If no runtime is set, we take the default from the daemon config (on Windows, we take the containerd default)

I am returning daemonCfg.DefaultRuntime if it is set before fallbacking to containerd default runtime.

After the runtime to use is resolved, we store the container's hostConfig on disk

I saw that code but was not sure whether it is needed. Will add saving.

Thanks! Definitely take my comments with a pinch of salt; parts of this code became quite convoluted over time to facilitate all the different situations (and/or stubbing things on Windows). I started to unravel some bits a while back as part of #49551 and #50398, but there were still (too) many abstractions in some spots making it hard to follow the logic. 😅

I'm slightly wondering if it should've been resolved on container create, so that the container could be rejected if no valid runtime was found, instead of creating an (at create-time) invalid container.

Not sure about this. One might want to create a container and never start it (but instead just docker cp files from it, for example). I'd leave things as they are.

Forgot to say: updated PR to save container after assigning a runtime shim to it. Not sure why saving neither uses context from outer code nor why saving error is ignored, just did it the same way as in unix version.

Thanks!

Not sure why saving neither uses context from outer code nor why saving error is ignored, just did it the same way as in unix version.

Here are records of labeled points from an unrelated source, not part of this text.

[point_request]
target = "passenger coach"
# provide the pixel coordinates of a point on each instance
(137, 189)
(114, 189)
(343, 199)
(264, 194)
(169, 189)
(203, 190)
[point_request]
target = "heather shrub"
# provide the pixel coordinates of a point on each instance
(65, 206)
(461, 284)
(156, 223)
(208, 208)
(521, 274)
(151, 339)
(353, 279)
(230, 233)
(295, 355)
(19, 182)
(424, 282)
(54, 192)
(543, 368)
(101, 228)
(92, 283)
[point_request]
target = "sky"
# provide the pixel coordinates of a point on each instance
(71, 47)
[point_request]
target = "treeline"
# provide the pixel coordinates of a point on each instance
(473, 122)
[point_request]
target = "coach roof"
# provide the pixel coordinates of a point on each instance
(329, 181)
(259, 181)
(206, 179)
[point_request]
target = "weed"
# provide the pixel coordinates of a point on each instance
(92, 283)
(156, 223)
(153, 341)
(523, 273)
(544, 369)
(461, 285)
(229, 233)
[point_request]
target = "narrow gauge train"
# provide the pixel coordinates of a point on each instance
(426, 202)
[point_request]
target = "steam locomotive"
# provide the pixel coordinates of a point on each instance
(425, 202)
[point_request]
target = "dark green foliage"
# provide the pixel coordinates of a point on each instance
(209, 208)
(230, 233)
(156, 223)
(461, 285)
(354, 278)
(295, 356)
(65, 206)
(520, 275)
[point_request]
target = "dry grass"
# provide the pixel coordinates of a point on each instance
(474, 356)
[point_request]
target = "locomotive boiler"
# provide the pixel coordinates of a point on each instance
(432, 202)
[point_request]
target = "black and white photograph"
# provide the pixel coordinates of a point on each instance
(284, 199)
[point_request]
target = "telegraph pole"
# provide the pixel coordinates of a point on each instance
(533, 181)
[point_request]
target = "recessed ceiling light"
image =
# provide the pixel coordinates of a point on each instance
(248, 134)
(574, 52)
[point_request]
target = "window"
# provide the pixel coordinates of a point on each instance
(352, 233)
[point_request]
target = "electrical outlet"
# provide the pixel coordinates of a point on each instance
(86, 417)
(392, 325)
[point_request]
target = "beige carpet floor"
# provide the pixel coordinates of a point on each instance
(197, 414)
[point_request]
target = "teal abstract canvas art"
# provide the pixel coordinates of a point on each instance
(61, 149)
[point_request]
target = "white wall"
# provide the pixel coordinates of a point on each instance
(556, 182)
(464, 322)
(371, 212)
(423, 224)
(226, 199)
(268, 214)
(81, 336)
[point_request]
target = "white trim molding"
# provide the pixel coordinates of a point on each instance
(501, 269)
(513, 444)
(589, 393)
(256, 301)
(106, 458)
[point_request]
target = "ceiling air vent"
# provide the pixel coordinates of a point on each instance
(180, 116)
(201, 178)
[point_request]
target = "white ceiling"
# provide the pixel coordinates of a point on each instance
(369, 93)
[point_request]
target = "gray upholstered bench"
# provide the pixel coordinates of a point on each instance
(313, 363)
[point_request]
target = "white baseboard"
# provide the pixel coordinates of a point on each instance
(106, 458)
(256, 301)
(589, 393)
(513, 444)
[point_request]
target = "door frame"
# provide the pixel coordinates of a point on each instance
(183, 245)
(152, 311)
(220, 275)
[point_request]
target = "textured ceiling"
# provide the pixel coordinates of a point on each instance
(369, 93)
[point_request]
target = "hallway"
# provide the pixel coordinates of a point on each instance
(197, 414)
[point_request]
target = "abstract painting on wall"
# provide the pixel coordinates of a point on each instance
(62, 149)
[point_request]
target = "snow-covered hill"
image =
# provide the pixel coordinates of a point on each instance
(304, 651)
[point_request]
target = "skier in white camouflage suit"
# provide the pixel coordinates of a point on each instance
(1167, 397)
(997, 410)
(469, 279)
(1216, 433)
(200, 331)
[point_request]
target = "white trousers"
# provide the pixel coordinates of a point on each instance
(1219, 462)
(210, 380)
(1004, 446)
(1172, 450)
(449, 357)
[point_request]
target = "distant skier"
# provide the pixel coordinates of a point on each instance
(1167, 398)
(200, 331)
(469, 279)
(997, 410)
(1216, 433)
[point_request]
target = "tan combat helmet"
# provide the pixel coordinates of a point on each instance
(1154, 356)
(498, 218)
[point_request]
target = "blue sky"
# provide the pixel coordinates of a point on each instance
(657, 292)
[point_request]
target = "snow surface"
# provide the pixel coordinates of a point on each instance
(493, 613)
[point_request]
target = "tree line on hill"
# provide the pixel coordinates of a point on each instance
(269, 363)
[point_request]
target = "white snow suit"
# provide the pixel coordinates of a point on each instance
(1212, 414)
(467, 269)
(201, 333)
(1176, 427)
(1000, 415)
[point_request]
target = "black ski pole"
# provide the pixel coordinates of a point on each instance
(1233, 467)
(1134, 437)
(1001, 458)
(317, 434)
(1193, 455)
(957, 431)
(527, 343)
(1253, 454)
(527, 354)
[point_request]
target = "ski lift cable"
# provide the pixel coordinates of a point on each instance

I would have to look; my assumptions;

• Code that was written before context exists (or common in use)
• Possibly the save should not terminate if the context is cancelled (but could now use context.WithoutCancel()
• Error handling; no idea!

I asked a colleague to have a closer look at this PR as well 🤗

Thx @dmcgowan

Did a rebase as there was a tiny merge-conflict because of #50672 (changed interface{} to any

Let's bring this one in once CI completes

It seems, this change broke one usecase: when dockerd is started with --containerd-address=<value> --default-runtime=com.docker.hcsshim.v1, docker attempts to pass that runtime name to containerd, what results in container startup failue due to nonexistent containerd-shim-hcsshim-v1.exe on PATH.